The first response, then, is local, to look to our neighbors in need, our brothers and sisters who may be without sufficient work for their families, and offer them help. That help may take the form of food, money, counsel, friendship, spiritual support or other forms of love and kindness. We ought to expect this kind of engagement from Christians in the midst of our difficulties, and we should pray to find ways to provide it as members of the Church. If you are an employer, you are called to respect the dignity of your workers through a just wage and working conditions that allow for a secure family life.
As we engage with our neighbors and our communities, we quickly find ways to deepen solidarity in a broader way, and to act on the structures and policies that impact meaningful work and family stability. The mystical body of Christ is alive across our nation and world, and our response in Christ looks to our larger society as well. “Love for society and commitment to the common good are outstanding expressions of a charity which affects not only relationships between individuals but also ‘macro-relationships, social, economic and political ones.'”8 Simply put, we must advocate for jobs and wages that truly provide a dignified life for individuals and their families, and for working conditions that are safe and allow for a full flourishing of life outside of the workplace. Unions and worker associations, while imperfect, remain an essential part of the effort, and people of faith and goodwill can be powerful leaven to ensure that these groups, so important in society, continue to keep human dignity at the heart of their efforts.
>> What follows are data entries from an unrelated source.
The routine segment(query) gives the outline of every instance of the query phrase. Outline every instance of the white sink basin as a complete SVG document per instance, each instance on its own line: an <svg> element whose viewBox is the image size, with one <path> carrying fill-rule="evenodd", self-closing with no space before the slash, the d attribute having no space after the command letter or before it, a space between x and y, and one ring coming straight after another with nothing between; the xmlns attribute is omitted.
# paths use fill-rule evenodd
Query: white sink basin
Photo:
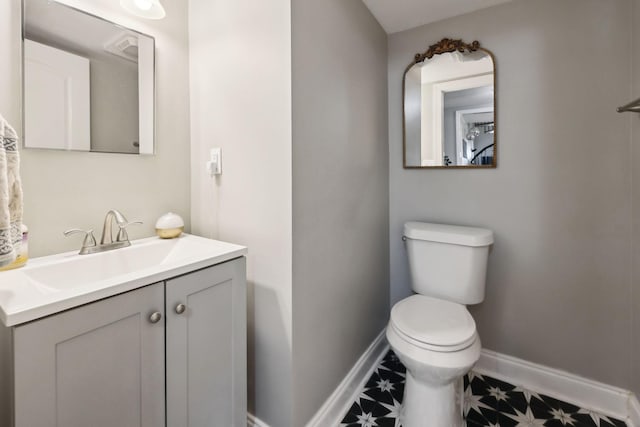
<svg viewBox="0 0 640 427"><path fill-rule="evenodd" d="M58 292L161 267L177 260L192 259L206 253L212 242L194 236L172 240L153 239L134 242L129 247L108 252L71 256L19 272L34 281L39 290Z"/></svg>
<svg viewBox="0 0 640 427"><path fill-rule="evenodd" d="M90 255L34 258L0 272L0 320L6 326L31 321L246 253L243 246L184 234Z"/></svg>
As the fruits of solidarity and our care for one another increase, as we begin to make real impacts toward policies that help individuals begin stable families and live in accord with their dignity, the tired paradigm that fuels our national politics will be challenged. As Pope Francis has written “[e]very economic and political theory or action must set about providing each inhabitant of the planet with the minimum wherewithal to live in dignity and freedom, with the possibility of supporting a family, educating children, praising God and developing one’s own human potential.”9 With time, we will begin to restore a sense of hope and lasting change that places our economic and political systems at the service of the human person once more.
Let us always remember in these difficult times the Lord’s offer of “rest” for “all you who labor and are burdened.” As Pope Francis writes, the Sabbath Day “proclaims ‘man’s eternal rest in God.'”10 As we advocate for all who are struggling to find sufficient work that honors their dignity, we should also affirm in society the need of all people to rest, and finally to “rest in God.” In times of restlessness and discouragement, let us recall the beautiful prayer of St. Augustine, who wrote: “You have made us for yourself, O Lord, and our hearts are restless until they rest in you.”
There is much to be done! Let us go forth with the hopeful expectation of the Psalmist:
Fill us at daybreak with your kindness,
that we may shout for joy and gladness all our days.
And may the gracious care of the LORD our God be ours;
prosper the work of our hands for us!
Prosper the work of our hands! (Psalm 90:14-17)
1 Pope Francis, Address to U.S. Congress, September 24, 2015.
2 Pope Francis, Address to St. Patrick in the City, Washington, DC, September 24, 2015.
3 Evangelii Gaudium, no. 24.
5 Laborem Exercens, no. 1.
6 Laborem Exercens, no. 6.
7 Laborem Exercens, no. 8.
8 Laudato Si, no. 231, quoting Caritas in Veritate, no. 2.
9 Pope Francis, Letter to H.E. Mr David Cameron, British Prime Minister, on the Occasion of the G8 Meeting (17-18 June 2013)
10 Laudato Si, no. 237, quoting Catechism of the Catholic Church, no. 2175.